“Duʻā.” Prayer for a King

Description

This calligraphic fragment includes a prayer in Arabic for a king (and his many honorific epithets). The top panel reproduces exactly the lower panel, suggesting that a pounce or stencil was used for these two calligraphic replicas. Both panels are individually cut out, provided with a separating horizontal line and an illuminated border, and they are pasted to a green sheet of paper decorated with flecks of gold and backed by cardboard. Both panels also are executed in a version of the "hanging" taʻliq script called tarassul, in which letters such as the alif (a) and the lām (l) are connected by large looping ligatures. The letters themselves are not filled in with ink; rather, they are outlined in gold on the beige paper. For this reason, the calligrapher Kamal al-Din Husayn has noted in the lower-right corner of the upper calligraphic panel that he has hararahu (outlined), rather than katabahu or raqamahu (written) the composition. Kamal al-Din's laqab (nickname), Ikhtiyar al-Munshi (the Elderly Secretary), also appears in gold-outlined script in the lower-right corners of both calligraphic panels, in which he states that he also mashaqahu (wrote) the composition. Therefore, Kamal al-Din was responsible both for the writing and the outlining of the composition. Kamal al-Din Husayn (died 974 AH, 1566‒67 AD) was a calligrapher during the reign of the Safavid ruler, Shah Tahmasp I (reigned 1524‒76).

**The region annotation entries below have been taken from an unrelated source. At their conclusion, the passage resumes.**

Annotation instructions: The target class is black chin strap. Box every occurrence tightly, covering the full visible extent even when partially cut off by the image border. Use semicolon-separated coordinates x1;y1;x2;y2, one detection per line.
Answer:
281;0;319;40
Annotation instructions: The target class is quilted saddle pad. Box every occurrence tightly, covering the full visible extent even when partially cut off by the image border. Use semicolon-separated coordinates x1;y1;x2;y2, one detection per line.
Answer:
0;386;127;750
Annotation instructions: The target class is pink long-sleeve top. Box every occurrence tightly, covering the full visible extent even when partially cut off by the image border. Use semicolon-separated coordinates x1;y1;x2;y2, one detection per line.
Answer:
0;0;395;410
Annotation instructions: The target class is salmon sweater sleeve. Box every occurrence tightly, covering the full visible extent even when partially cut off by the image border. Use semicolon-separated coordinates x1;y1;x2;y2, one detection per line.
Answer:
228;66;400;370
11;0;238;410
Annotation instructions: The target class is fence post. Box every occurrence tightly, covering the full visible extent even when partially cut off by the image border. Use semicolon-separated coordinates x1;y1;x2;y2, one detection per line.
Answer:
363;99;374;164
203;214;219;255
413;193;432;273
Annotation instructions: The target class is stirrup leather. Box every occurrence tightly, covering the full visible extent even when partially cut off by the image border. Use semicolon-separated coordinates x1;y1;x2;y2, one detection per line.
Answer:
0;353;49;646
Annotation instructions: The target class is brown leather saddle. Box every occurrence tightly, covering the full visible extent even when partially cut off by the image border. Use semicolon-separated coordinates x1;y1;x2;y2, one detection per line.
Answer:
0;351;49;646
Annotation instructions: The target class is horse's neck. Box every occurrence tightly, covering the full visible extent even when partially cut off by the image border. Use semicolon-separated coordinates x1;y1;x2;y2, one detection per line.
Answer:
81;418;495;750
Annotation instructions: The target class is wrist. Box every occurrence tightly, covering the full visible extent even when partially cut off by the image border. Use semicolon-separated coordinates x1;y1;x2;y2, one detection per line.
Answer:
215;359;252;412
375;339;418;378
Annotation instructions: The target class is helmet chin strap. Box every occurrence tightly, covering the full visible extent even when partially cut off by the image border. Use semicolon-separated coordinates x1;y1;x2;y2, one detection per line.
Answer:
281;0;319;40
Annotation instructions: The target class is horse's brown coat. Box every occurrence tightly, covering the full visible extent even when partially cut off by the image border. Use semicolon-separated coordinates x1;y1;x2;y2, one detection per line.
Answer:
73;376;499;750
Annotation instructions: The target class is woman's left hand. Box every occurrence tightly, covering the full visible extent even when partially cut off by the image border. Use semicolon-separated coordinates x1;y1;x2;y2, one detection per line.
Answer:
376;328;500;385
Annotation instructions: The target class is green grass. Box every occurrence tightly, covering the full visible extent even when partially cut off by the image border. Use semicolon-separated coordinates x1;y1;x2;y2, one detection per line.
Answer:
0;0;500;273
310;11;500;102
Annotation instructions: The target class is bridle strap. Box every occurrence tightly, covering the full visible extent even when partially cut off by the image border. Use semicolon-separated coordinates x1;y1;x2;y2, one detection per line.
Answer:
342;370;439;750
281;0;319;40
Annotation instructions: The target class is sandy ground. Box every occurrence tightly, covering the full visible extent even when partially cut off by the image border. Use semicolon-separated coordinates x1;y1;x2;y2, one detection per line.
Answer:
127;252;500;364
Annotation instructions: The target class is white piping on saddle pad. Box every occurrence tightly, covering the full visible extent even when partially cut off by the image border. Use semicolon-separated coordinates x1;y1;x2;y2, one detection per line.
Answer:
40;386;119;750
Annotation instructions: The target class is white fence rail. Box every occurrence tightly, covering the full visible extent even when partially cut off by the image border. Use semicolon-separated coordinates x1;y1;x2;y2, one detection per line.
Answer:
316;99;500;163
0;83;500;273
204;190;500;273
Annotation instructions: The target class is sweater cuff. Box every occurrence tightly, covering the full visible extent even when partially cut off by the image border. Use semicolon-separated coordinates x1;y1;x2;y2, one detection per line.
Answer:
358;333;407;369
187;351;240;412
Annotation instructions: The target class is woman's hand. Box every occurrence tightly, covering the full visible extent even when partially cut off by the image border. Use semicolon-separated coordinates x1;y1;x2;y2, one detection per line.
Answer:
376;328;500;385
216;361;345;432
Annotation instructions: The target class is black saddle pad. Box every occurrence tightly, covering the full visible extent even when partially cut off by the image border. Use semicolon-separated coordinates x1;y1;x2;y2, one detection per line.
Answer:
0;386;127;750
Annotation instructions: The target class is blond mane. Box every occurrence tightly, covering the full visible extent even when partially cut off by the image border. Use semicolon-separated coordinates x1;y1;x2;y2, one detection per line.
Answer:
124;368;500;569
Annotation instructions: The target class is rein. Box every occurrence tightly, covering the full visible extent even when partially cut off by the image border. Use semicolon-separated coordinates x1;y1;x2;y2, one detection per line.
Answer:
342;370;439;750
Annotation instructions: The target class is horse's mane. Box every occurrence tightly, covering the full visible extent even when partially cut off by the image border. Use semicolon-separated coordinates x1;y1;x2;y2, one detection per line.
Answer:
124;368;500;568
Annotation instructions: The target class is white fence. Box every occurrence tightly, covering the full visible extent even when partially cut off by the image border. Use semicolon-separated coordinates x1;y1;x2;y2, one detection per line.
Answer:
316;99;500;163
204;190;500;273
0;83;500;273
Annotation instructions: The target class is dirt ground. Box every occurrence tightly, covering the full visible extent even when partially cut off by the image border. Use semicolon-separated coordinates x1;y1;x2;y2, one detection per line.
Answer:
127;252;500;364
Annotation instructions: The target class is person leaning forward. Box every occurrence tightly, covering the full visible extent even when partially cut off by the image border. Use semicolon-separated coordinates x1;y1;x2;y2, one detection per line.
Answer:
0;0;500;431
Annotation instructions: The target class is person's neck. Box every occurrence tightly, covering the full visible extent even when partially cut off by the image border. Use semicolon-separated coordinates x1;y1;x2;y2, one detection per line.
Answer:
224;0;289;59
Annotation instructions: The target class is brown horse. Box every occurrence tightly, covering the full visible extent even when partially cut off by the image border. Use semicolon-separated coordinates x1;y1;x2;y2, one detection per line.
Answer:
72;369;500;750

The monarch supported his work in Tabriz and offered him a number of rewards, which Kamal al-Din refused. He also made him his personal secretary and bestowed upon him the honorific epithet Ikhtiyar al-Munshi al-Sultani (the Elderly, Royal Secretary). Even though he was blind in one eye, he was a master of all calligraphic scripts, especially nastaʻliq. Judging from this specimen—as well as others in the Library of Congress and the Sackler Gallery of Art—he also was a master of outlined tarassul. He was a contemporary of Shah Mahmud al-Nishapuri, one of whose works is also held in the collections of the Library of Congress.